Here is truth for t h e strengthening of the heart against the day of evil, for these words speak the excellency and the value of the glories which are to follow the day of evil. Our Lord uses the language of the merchant; He speaks of profit and loss and exchange. He contemplates a bargain; and for the comfort of the believer He decides what a bad bargain that man would make, who would take the whole world (supposing that he could get it) in exchange for a share in the glory that is to be revealed. He is not (though this is the general apprehension) in this passage so much settling the question of personal safety, as of profit and loss.

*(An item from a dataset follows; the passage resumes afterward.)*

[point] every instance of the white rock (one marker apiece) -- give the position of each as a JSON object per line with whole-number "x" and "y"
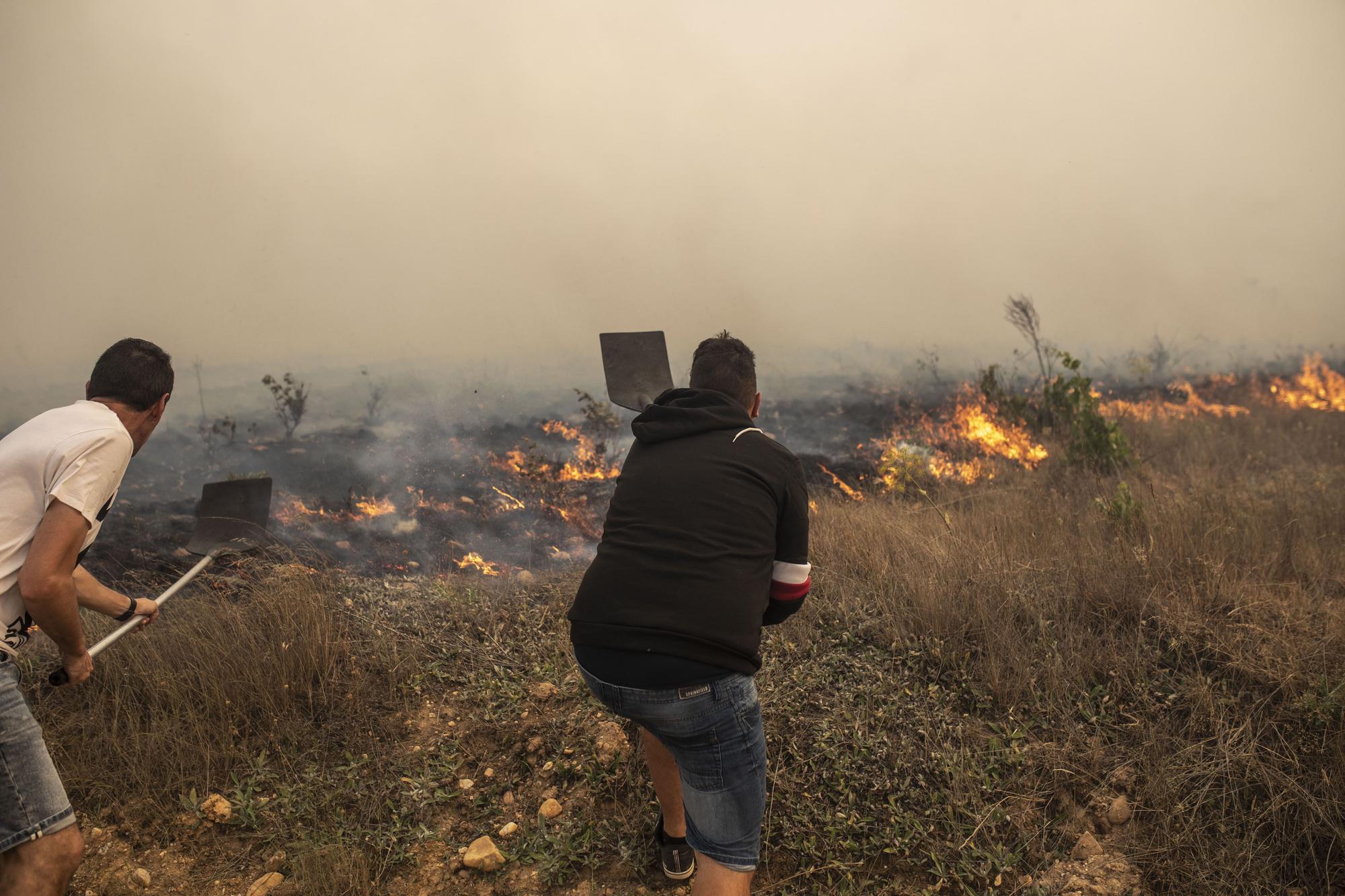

And we all know the power of bright and sure expectations, though they may be still distant. Man will toil through dangers, weariness, and mortification, to reach such. And the Lord here witnesses to us the sureness and the brightness of our expectations, affirming His word, shortly after, by unveiling for a moment, on the holy hill, the very region of these promised glories (Matt. 17). If we believe His competence to handle these weights and measures, and to try comparative values, and then if we believe that He is able to bring suited results out of each trial, our hearts will be further fortified for every trying hour.
Peter, as it were, unconsciously vindicated the Lord’s verdict on the value of the glory when he said, “Lord, it is good for us to be here.”